Disons de l’épicéa qu’il s’est très bien intégré, car en fait d’Ardennais, il ne l’est pas depuis très longtemps. L’épicéa n’est pas une essence indigène, son implantation en Ardenne date de la moitié du 19 ème siècle seulement.
Son introduction fut très utile en ce temps-là pour reboiser rapidement l’Ardenne – car il pousse vite – que l’exploitation excessive des siècles précédents avait ruinée.

Avant l’utilisation du charbon, la métallurgie naissante avait vidé l’Ardenne de ses forêts exploitées pour fabriquer du charbon de bois. Les hauts-fourneaux se sont ensuite déplacés vers les bassins houillers, mais la forêt était rasée.
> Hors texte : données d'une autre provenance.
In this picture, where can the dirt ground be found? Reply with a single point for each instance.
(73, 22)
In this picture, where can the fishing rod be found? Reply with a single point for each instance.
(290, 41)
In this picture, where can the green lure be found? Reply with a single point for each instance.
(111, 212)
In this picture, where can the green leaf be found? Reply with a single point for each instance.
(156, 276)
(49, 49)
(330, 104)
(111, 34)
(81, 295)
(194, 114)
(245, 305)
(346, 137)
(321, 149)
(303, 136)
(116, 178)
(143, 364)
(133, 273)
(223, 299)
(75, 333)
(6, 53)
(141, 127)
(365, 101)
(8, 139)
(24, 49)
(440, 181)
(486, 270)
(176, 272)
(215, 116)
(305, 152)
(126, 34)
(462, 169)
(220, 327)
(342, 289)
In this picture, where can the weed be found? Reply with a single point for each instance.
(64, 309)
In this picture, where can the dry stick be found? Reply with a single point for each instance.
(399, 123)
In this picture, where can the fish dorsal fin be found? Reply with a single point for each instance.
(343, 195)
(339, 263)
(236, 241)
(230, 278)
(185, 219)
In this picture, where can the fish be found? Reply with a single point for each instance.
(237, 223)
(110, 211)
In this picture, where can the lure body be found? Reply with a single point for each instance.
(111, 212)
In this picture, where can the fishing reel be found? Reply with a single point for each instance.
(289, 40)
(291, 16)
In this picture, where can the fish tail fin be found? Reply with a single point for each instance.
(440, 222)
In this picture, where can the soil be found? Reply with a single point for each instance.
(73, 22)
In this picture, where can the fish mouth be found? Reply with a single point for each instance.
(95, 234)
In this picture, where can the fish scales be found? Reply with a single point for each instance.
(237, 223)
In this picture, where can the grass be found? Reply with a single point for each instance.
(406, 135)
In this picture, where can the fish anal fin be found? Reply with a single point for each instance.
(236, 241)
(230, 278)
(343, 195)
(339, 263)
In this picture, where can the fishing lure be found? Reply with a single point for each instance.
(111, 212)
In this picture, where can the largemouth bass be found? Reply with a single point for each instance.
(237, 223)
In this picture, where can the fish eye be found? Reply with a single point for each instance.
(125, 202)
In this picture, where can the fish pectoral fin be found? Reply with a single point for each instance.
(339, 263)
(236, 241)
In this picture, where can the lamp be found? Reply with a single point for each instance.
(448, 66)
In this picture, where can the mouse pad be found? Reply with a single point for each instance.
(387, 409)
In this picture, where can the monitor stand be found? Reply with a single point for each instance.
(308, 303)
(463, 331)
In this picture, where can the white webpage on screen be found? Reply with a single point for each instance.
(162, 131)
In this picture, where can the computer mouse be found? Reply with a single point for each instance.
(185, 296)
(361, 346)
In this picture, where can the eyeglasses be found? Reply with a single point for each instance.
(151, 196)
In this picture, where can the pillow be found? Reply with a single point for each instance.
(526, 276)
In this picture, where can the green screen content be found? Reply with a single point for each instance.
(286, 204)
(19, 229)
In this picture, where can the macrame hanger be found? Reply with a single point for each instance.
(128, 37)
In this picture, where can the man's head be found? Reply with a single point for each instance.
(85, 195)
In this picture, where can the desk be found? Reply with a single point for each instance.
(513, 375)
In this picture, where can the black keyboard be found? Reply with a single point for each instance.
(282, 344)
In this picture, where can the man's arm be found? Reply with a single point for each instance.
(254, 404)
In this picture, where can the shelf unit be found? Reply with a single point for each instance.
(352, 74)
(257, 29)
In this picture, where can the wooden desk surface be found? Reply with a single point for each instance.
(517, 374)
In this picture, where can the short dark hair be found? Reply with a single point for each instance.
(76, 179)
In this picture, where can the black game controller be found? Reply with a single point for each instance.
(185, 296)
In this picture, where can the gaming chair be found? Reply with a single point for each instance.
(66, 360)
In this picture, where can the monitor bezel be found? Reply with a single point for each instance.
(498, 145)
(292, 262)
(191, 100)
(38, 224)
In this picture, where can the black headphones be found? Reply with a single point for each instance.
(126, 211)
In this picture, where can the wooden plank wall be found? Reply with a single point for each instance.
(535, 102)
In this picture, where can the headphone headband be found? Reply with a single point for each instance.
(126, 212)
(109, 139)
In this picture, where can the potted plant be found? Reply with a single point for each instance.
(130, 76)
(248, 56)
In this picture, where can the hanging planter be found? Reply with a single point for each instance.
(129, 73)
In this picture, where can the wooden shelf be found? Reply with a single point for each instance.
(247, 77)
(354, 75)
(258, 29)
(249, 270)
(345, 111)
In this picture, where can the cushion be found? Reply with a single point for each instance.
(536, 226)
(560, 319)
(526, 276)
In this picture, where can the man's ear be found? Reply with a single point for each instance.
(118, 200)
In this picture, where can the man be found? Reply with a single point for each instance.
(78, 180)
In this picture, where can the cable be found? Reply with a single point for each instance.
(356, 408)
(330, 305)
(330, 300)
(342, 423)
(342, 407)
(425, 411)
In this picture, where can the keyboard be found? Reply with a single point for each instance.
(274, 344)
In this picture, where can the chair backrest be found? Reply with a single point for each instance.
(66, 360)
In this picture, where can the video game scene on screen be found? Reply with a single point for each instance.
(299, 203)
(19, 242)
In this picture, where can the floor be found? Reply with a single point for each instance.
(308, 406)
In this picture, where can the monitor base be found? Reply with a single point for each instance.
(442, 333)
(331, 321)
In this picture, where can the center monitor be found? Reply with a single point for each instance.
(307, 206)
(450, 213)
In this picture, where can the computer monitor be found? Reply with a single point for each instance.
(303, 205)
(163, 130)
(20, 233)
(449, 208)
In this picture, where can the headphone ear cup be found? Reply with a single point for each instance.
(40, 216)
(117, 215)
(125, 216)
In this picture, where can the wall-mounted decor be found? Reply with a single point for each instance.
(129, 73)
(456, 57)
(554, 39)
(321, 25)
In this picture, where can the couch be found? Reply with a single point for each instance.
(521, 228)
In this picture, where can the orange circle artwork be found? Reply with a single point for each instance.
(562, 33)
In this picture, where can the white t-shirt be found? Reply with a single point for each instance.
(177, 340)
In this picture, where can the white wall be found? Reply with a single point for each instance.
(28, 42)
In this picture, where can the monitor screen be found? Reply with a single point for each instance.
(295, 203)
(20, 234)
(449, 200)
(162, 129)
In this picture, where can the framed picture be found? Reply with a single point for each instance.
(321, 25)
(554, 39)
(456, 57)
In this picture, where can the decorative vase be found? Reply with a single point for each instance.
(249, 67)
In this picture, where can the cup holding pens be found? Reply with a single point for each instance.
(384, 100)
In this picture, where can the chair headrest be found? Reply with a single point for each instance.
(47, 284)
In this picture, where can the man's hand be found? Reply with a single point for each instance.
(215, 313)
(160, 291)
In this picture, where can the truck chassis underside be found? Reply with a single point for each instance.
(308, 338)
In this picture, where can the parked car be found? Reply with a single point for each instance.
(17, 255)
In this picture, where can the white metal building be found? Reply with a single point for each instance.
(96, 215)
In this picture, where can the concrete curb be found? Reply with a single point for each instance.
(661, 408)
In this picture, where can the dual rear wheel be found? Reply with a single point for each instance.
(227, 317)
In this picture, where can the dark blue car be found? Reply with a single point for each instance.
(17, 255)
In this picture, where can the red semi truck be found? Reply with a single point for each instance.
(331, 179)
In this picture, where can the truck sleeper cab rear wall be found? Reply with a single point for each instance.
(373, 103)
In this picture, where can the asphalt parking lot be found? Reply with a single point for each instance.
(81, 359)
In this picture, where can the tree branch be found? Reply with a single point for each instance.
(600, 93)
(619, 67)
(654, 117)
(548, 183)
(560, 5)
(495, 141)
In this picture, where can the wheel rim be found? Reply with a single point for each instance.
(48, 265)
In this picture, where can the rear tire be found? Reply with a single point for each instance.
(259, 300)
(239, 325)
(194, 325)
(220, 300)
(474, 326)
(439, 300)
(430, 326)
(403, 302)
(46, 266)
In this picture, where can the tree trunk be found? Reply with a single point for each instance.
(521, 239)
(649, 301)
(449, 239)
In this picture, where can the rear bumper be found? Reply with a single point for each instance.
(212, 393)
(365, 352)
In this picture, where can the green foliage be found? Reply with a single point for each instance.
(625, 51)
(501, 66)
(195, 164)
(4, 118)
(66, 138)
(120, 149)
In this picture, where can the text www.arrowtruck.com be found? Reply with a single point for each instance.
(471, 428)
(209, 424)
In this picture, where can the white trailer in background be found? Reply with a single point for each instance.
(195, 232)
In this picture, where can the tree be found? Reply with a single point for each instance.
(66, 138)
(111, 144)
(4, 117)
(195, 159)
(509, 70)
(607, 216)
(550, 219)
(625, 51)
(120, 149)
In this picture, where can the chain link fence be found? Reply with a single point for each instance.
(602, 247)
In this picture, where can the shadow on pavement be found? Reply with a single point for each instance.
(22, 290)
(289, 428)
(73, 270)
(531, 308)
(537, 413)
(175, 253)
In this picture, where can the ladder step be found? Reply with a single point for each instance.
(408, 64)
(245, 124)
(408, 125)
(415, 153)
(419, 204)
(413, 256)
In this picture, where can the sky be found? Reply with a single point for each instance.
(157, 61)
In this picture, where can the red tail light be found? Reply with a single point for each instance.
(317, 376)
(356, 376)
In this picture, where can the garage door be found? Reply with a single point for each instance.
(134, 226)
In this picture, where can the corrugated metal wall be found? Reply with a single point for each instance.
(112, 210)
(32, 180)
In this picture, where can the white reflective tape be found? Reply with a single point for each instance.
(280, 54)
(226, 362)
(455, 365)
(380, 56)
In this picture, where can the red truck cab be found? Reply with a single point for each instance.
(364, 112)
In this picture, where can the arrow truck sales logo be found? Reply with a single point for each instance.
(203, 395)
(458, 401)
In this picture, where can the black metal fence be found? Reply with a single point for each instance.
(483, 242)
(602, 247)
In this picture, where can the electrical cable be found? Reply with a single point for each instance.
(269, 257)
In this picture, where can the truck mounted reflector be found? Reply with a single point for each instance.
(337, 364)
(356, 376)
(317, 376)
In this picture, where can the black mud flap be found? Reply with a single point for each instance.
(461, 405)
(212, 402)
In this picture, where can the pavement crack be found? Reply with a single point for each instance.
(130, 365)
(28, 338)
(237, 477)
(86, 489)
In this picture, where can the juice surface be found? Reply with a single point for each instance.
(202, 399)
Les mines de charbon réclamaient elles-aussi du bois en quantité, pour étançonner les galeries. L’épicéa convenait très bien à cet usage également avant d’être supplanté par le pin sylvestre. La haute-Ardenne était encore constituée de terrains dit “incultes”, les fagnes et les impressionnantes étendues de landes à bruyères considérées sans intérêt, qu’il fallait donc valoriser. L’entreprise de plantation de grande envergure prenait son envol, entraînée par la fièvre du progrès.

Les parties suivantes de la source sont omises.